個人再生では、再生手続において、債務者がその所有する財産の換金処分を強制されることはありません。
ただし、土地建物に住宅ローン以外の抵当権が設定されているとか、自動車に所有権留保付クレジットローンがある場合などは、これら担保権(抵当権・所有権留保・質権など)を有する債権者は、再生手続によらず返済を要求されるということに注意が必要です。
したがって、これら担保権を実行されて、財産を処分されることのないよう、担保権を有する債権者(別除権者)との事前協議交渉が不可欠となります。
これが不動産業者などには困難な行程です。
自己破産では、浪費・キャンブル等の借金は免責不許可事由に該当しますので、自己破産申立をして、破産開始決定を受けても免責されず、債務を免れない場合があります。
これに対し、個人再生では、浪費やギャンブル等で作った借金でも、再生手続を利用して、減額することが可能です。
給与や預金が差押されているとき、あるいは預金や家屋の仮差押をされているときなど、個人再生申立をすると同時に中止命令を申立てれば、差押や仮差押を止めることができます。
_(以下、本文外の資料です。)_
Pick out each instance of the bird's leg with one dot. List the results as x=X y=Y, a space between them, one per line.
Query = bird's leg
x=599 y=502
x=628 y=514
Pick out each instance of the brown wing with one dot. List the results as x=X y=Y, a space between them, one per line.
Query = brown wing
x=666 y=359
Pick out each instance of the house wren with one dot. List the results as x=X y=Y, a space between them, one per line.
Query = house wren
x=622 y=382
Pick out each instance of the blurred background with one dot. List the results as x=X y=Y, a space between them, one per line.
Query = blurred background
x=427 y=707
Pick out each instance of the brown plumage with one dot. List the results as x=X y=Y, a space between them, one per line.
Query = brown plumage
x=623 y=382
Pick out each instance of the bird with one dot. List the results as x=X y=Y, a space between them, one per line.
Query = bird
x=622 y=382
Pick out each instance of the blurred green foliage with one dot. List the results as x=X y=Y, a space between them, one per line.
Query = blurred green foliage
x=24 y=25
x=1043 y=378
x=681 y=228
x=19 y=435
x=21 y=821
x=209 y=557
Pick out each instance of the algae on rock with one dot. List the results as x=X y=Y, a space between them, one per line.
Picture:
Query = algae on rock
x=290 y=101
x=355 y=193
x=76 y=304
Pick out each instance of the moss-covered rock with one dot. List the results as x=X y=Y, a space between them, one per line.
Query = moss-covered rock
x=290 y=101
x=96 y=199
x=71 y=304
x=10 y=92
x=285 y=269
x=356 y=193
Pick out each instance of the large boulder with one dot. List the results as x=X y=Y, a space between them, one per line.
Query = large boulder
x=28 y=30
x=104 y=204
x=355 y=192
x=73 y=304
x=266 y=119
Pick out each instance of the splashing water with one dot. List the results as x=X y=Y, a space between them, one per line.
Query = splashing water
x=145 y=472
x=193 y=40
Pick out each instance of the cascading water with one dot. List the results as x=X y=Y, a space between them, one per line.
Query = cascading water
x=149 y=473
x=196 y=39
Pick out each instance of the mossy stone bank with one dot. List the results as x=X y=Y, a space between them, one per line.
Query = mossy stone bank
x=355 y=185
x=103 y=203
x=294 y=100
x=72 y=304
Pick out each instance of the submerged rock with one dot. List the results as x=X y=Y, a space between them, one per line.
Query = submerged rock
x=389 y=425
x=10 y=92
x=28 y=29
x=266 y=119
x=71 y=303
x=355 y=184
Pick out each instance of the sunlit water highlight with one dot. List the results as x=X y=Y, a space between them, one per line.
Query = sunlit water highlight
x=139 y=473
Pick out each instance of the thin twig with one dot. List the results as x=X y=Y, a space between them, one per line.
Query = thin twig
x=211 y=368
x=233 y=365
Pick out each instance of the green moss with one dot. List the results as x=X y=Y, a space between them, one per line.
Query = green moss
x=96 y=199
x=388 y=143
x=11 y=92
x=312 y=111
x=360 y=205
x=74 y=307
但し、抵当権等の担保があるときは、別除権という特別な権利の扱いを受け、担保権実行手続としての競売の続行が可能です。
しかし、住宅ローンについての抵当権は、住宅資金特別条項付個人再生申立と同時に競売の中止命令を申立てて、止めることができます。
実際に、住宅ローンを延滞したため融資先の担当者から任意売却をするよういわれたり、あるいは競売にされたりした債務者が、何人も、当事務所の個人再生申立で助かり、住宅を手放さずに済みました。
個人再生をしたら・・・
個人再生手続を利用した場合、官報に債務者の住所氏名等が掲載されますし、信用情報機関に事故情報(いわゆるブラック情報)が登録されます。
したがって、再生手続における債権者の外、信用情報・官報情報を定期的に得ている金融業者等には、個人再生手続をした事実が知られます。
しかし、それ以外に個人再生したことが記載されるわけでないので(戸籍や住民票などに載るわけではない)ので、他人に個人再生したことを知られることは、ほとんどありません。
個人再生手続を利用したことが勤務先に知られることは、一般的にありませんが、例外として勤務先に借入れがある場合や勤務先が信用情報を利用する業種(金融機関とか警備会社とか)の場合は、知られることがあります。
また、勤務先に個人再生手続をしていることを知られても、そのことを理由に雇用主が解雇することはできません。